## 6.6 Using dynamic arrays

With dynamic arrays we can implement the unrestricted sequence ADT,
without any additional arguments or preconditions due to capacity issues.

Since at each point in time the sequence is stored in a static array,
the implementation of every operation stays the same, so I won't repeat them.
I will just focus on the main issue when using dynamic arrays:
when should the array be resized and by how much?

It's obvious the dynamic array must grow when inserting an item in a full
array. Two simple policies are to grow the capacity by a fixed amount,
or by an amount proportional to the current one, say by 100% (doubling).
The former may lead to many linear-time resize operations as the sequence grows,
while the latter risks wasting capacity if the sequence doesn't grow much more.
So which policy is better?

### 6.6.1 Amortised complexity

I'm going to compare doubling the capacity against increasing it by 100,
when the array gets full.

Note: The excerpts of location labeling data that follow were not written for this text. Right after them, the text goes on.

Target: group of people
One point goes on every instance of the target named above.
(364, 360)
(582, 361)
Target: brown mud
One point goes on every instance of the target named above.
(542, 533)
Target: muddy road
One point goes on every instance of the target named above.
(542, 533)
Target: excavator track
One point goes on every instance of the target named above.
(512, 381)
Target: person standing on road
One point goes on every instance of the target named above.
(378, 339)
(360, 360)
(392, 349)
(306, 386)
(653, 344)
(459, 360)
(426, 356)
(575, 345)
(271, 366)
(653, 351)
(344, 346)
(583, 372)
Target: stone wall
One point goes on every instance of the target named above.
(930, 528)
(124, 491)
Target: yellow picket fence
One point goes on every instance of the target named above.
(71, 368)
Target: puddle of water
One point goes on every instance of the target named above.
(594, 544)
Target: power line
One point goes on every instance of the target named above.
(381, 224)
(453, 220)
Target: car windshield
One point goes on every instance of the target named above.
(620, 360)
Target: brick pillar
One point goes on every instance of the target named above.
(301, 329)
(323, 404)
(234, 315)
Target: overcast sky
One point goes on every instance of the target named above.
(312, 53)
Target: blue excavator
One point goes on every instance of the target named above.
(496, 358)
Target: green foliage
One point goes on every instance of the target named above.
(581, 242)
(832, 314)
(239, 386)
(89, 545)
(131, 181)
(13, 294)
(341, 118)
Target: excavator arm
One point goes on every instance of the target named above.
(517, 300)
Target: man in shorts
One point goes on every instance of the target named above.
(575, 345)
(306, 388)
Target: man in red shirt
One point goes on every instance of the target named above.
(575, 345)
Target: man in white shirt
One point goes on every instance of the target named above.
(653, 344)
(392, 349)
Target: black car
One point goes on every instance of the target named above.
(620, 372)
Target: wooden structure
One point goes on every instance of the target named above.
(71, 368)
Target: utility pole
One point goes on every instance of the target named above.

It doesn't matter where the item is inserted when
it triggers a resize, so I'm going to consider the fastest insertion: appending.

In the best case, appending an item doesn't require resizing the array and thus
takes constant time. In the worst case, appending an item to a full array
takes linear time: if the full array has length and capacity _n_,
then the new array has length _n_ + 1 (after appending the new item) and
capacity _n_ + 100 or 2×_n_, depending on the policy.

The best- and worst-case complexities only consider a single execution of the
operation. However, often the same operation is executed repeatedly.
Users are interested in the total time,
not whether some executions were faster than others.
If some function does 1000 appends, and 999 of them take 1&nbsp;ms but one takes
1001&nbsp;ms, for the user it's the same as if each had taken 2&nbsp;ms:
the total time waiting for the result is 2&nbsp;seconds.

In cases where the best- and worst-case complexities vary widely,
a more realistic view is the average complexity over a series of executions.
The **amortised complexity** of an operation is
the total complexity of _n_ executions of that operation, divided by _n_.
If the amortised complexity is similar to the worst-case complexity,
then the worst case occurs often; if it's similar to the best-case complexity,
then the worst case occurs infrequently over a series of executions.

<div class="alert alert-info">
<strong>Info:</strong> The average-case complexity is not the same as amortised complexity. The former
is the complexity of a single execution averaged over all possible inputs of
the same size. The latter is the average over consecutive executions which may
make the input grow.
</div>

Let's calculate the amortised complexity of the append operation for each
policy, looking at the total complexity from one resize operation to the next.
Let's assume that a resize occurs at length _L_.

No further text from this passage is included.